A true style icon with expensive tastes, my mother wore gorgeous dresses and Bruno Magli shoes because low heels ‘hurt’ her. It was a gift from the gods that we had the same shoe size. It may have been imagined but instead of admiration she mostly gleaned jealousy and envy from other women. I’m not surprised, she looked pretty when she woke up, with not a stitch of makeup on her green eyes or fair skin AND she was married to a handsome, charming man-child who brought orchids to Mowbray maternity hospital when I was born. The same poor man I used to kick on the shins for giving me his brown eyes instead of green eyes like I wanted – but that’s another story…
I could never fit my 12 year old arms into her pink tulle 21st dress** (she was 1.74m tall and weighed about 45 kilos). Later, she dieted like crazy during her supposedly too-fat phase on the Atkins diet and injections until she weighed 50-odd kilos and started climbing into my clothes much to my twentysomething disgust. Even then my father’s sister asked her whether she had cancer instead of complimenting her.

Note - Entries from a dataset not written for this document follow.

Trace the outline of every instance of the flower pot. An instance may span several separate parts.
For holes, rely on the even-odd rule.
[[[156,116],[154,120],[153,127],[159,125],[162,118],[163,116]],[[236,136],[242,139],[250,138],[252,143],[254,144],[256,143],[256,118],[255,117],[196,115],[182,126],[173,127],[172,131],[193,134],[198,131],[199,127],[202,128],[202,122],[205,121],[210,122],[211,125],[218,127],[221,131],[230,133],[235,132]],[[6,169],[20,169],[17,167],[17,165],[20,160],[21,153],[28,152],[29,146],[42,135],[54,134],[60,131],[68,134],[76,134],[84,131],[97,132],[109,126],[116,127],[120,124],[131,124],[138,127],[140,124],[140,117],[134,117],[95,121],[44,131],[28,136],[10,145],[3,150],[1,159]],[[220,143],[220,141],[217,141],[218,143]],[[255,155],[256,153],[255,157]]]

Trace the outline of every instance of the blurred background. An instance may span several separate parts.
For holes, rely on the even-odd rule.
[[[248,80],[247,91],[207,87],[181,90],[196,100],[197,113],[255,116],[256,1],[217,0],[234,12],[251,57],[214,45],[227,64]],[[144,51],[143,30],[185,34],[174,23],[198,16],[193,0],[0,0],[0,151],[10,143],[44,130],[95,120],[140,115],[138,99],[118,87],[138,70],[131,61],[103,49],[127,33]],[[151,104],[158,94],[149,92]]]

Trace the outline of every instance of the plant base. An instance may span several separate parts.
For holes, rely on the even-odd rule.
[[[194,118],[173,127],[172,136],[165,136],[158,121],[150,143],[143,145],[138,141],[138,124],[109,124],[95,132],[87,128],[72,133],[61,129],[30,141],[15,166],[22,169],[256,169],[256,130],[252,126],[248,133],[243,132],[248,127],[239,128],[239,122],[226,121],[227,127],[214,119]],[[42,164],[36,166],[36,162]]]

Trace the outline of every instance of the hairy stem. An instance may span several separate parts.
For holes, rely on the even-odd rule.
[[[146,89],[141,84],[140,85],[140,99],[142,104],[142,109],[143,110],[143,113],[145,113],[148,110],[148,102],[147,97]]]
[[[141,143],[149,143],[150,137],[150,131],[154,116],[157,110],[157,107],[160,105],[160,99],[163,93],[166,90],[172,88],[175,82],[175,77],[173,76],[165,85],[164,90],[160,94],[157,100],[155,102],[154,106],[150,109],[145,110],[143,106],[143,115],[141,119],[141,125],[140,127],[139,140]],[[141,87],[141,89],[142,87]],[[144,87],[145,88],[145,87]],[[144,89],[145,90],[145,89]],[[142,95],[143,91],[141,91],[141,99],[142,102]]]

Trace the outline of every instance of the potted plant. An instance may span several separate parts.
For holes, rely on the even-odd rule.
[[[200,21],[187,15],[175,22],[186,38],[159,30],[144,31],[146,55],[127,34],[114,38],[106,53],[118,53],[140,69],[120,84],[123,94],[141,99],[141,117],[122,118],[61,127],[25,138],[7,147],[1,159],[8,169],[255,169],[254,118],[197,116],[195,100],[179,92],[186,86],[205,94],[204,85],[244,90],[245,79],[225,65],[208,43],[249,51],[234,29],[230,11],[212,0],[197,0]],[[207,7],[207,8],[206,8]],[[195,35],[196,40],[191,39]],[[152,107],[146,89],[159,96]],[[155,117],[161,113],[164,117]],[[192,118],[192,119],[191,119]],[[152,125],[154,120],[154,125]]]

I’m sure she could’ve been a model but not with her seventh day adventist upbringing. My mother never smoked or drank but she could dance like a demon. My father and her mesmerised people with their dancing. Everything she cooked, baked, knitted, sewed or wore, looked and tasted awesome. So that’s quite an icon to aspire to, especially if you’re frizzy-haired, lomp, big-boobed with braces and zero interest in fashion or makeup. But at least I didn’t need any pseudo icons in magazines when I had my own to look up to at home.
Sounds perfect? Far from it.
Take soup meat out of the freezer instead of lamb chops and you’d know all about it (my attention to detail came rather late in life). The Samuel L Jackson character in Pulp Fiction would cry in his boots when my mother raged. Once she burnt a huge iron mark on my father’s red lace shirt WHILE HE WAS WEARING IT. And let’s just say when I turned 13 on Friday the thirteenth it was not a good day for me when I made us late for my orthodontist’s appointment.
Thanks mother, for fixing my bok bek with braces when I was 13 and my big boobs when I was 20. Thank you for using up your whole salary on a private convent school education so that I wouldn’t be affected by earlier boycotts and riots in the ’80s and where I communed with squirrels at lunchtime and went to posh girls’ birthday parties. Thank you for teaching me how to cook by beating and shouting the crap out of me every Sunday. And thank you for giving me a backbone and the strength to give natural childbirth to a baby with a huge head who weighed 3.78 kilos.
Without any drugs.
I used to cry while hearing Sweet Mama by Richard John Smith as a nine year old (maybe because it was on a Sunday and I still hadn’t done my homework or I was slaving in the kitchen or my periods started). Whatever.